Thema Drogen behandelt
In einer Dienstversammlung der Jugendfeuerwehrwarte der Region wurde das Thema Drogen behandelt und insbesondere auf die Gefahren des Drogenkonsums hingewiesen.
Ein Experte der Drogenszene, der Sozialpädagoge Alexander Maslankowski aus Sterbfritz, referierte in einer Dienstversammlung der Feuerwehr-Jugendwarte des Unterverbandes Schlüchtern zum Thema Drogenkonsum. Maslankowski war früher Leiter der Drogentherapieeinrichtung Daumer-Haus in Schwarzenfels und arbeitet heute im Projekt Petra in Ahlersbach.
Unterverbands-Jugendfeuerwehrwart Oliver Zimmermann (Gundhelm) konnte im Feuerwehrhaus in Herolz nahezu alle Jugendwarte und –wartinnen der Feuerwehren des gesamten Altkreises Schlüchtern begrüßen. Wie er sagte, sei das Thema Drogen für diejenigen, die mit Jugendlichen arbeiten, von großer Wichtigkeit.

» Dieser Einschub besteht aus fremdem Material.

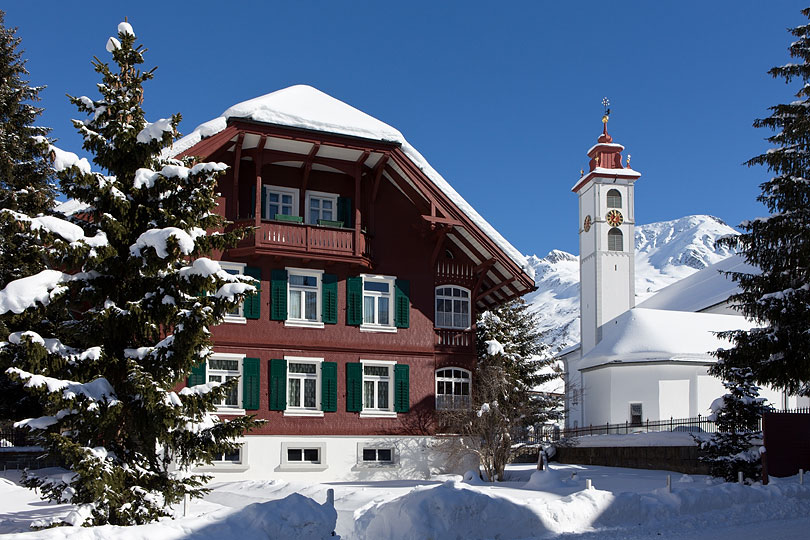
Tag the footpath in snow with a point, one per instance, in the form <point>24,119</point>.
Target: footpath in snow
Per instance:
<point>625,503</point>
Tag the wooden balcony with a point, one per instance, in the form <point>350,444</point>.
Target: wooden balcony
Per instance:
<point>305,241</point>
<point>455,341</point>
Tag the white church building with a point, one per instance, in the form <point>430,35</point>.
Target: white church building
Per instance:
<point>646,362</point>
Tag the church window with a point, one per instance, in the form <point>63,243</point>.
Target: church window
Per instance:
<point>614,199</point>
<point>615,240</point>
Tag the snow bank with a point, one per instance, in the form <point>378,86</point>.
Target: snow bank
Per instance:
<point>449,510</point>
<point>306,107</point>
<point>295,516</point>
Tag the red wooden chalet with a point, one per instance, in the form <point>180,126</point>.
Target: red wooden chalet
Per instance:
<point>372,270</point>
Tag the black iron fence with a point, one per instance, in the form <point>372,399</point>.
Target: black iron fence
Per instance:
<point>698,424</point>
<point>11,438</point>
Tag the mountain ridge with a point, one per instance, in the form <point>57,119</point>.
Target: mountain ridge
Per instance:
<point>666,251</point>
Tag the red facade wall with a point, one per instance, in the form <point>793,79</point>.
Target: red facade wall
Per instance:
<point>402,247</point>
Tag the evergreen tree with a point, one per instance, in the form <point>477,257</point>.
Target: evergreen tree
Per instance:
<point>507,371</point>
<point>778,351</point>
<point>733,448</point>
<point>25,186</point>
<point>116,321</point>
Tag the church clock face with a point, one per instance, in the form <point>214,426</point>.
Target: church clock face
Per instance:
<point>614,218</point>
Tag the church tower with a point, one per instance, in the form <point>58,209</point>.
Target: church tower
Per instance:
<point>606,238</point>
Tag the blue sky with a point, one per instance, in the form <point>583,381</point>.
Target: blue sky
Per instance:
<point>502,98</point>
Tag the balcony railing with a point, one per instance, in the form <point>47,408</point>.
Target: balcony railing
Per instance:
<point>301,238</point>
<point>462,340</point>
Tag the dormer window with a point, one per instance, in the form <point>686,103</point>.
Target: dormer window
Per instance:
<point>614,199</point>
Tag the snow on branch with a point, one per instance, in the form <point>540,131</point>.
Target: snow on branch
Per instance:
<point>154,131</point>
<point>24,293</point>
<point>98,390</point>
<point>158,238</point>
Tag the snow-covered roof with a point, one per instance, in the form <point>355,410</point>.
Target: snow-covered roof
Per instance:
<point>645,335</point>
<point>305,107</point>
<point>702,289</point>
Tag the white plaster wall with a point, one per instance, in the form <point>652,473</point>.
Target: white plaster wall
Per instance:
<point>415,458</point>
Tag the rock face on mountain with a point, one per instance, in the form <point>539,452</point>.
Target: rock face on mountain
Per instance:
<point>666,252</point>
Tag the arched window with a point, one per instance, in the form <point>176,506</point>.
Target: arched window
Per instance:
<point>452,388</point>
<point>452,307</point>
<point>614,199</point>
<point>615,240</point>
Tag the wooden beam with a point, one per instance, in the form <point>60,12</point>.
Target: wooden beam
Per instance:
<point>305,179</point>
<point>259,163</point>
<point>443,221</point>
<point>207,146</point>
<point>440,234</point>
<point>236,162</point>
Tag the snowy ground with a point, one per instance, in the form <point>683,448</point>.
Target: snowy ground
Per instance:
<point>625,503</point>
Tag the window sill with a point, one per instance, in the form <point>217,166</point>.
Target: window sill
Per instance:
<point>303,412</point>
<point>289,467</point>
<point>303,324</point>
<point>223,467</point>
<point>230,411</point>
<point>376,328</point>
<point>378,414</point>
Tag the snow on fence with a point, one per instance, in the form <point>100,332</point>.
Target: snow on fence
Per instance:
<point>698,424</point>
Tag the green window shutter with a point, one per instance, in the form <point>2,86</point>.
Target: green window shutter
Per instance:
<point>402,303</point>
<point>278,295</point>
<point>278,385</point>
<point>250,383</point>
<point>329,298</point>
<point>251,306</point>
<point>197,375</point>
<point>345,211</point>
<point>402,388</point>
<point>354,301</point>
<point>354,387</point>
<point>329,386</point>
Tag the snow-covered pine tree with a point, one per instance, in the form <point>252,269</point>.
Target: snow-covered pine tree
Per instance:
<point>508,369</point>
<point>25,186</point>
<point>733,448</point>
<point>105,334</point>
<point>778,350</point>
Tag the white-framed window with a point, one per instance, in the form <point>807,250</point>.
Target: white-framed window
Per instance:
<point>237,269</point>
<point>303,386</point>
<point>303,456</point>
<point>376,455</point>
<point>280,200</point>
<point>636,414</point>
<point>614,198</point>
<point>321,206</point>
<point>378,303</point>
<point>304,297</point>
<point>221,368</point>
<point>453,388</point>
<point>228,458</point>
<point>452,307</point>
<point>378,388</point>
<point>615,240</point>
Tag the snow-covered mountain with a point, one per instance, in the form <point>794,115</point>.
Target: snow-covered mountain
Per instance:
<point>665,252</point>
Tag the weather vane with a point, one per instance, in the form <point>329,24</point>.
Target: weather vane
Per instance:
<point>606,104</point>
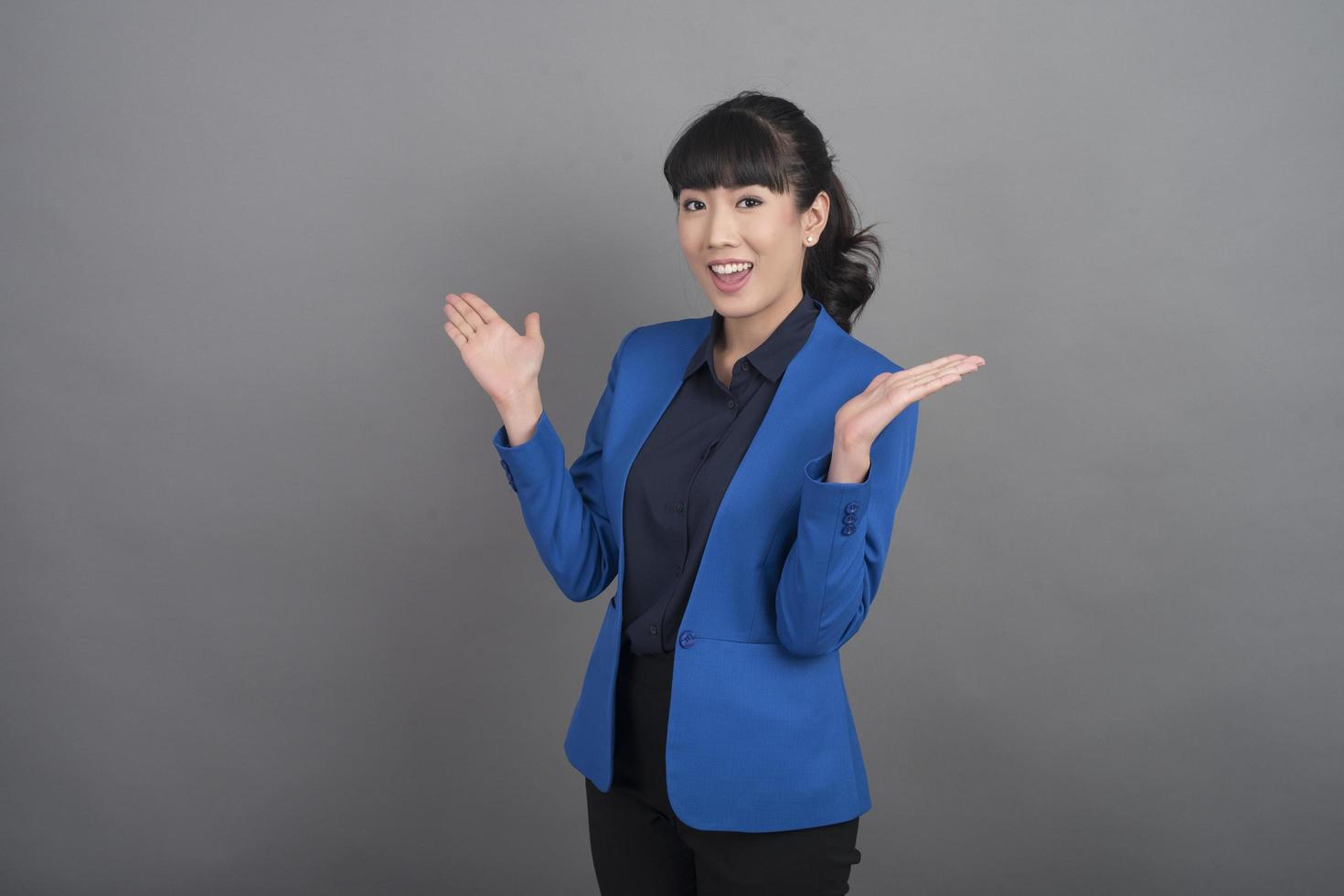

„Es geht nicht darum, etwas zu verbieten, sondern aufzuklären und vor den Gefahren zu warnen“, hob Alexander Maslankowski in seinem anschaulichen Vortrag hervor. Der Übergang vom Genuss von vermeintlich harmlosen Drogen zur Gewohnheit und Abhängigkeit sei schleichend. 90 Prozent aller Menschen hätten ein bestimmtes Suchtverhalten. Dies gelte besonders für Nikotin und Alkohol. Hierzulande gebe es etwa 18 Millionen Raucher, 2,5 Millionen Alkoholkranke und 1,5 Millionen Medikamenten-abhängige.
„Als Raucher verzichtet man auf etwa sieben bis zehn Jahre Lebenszeit“, wies der Referent auf die besondere Gefahr hin. Größtes Risiko sei der Lungenkrebs. Es gebe jährlich in Deutschland rund 140000 Tote durch Tabakkonsum. Der ehemalige Suchttherapeut ging auf die Auswirkungen des Nervengiftes Nikotin auf den Körper ebenso ein wie auch durch Alkohol. Durch regelmäßigen Konsum von Alkohol könnten alle Organsysteme irreparabel geschädigt werden. Insbesondere wurden das Absterben von Gehirnzellen mit Gedächtnis- und Konzentrationsstörungen sowie Leberschäden genannt.
Wie der Referent weiter ausführte, sei Cannabis die häufigste illegale Droge und gelte auch als beliebte Einstiegsdroge bei Jugendlichen. Beliebteste Konsumform sei das Rauchen von Joint´s. Der Wirkstoff beeinflusse das zentrale Nervensystem. „Cannabis ist, so wie es in der Drogenszene gehandelt wird, kein Heilkraut, sondern eine gefährliche Droge“, warnt Maslankowski.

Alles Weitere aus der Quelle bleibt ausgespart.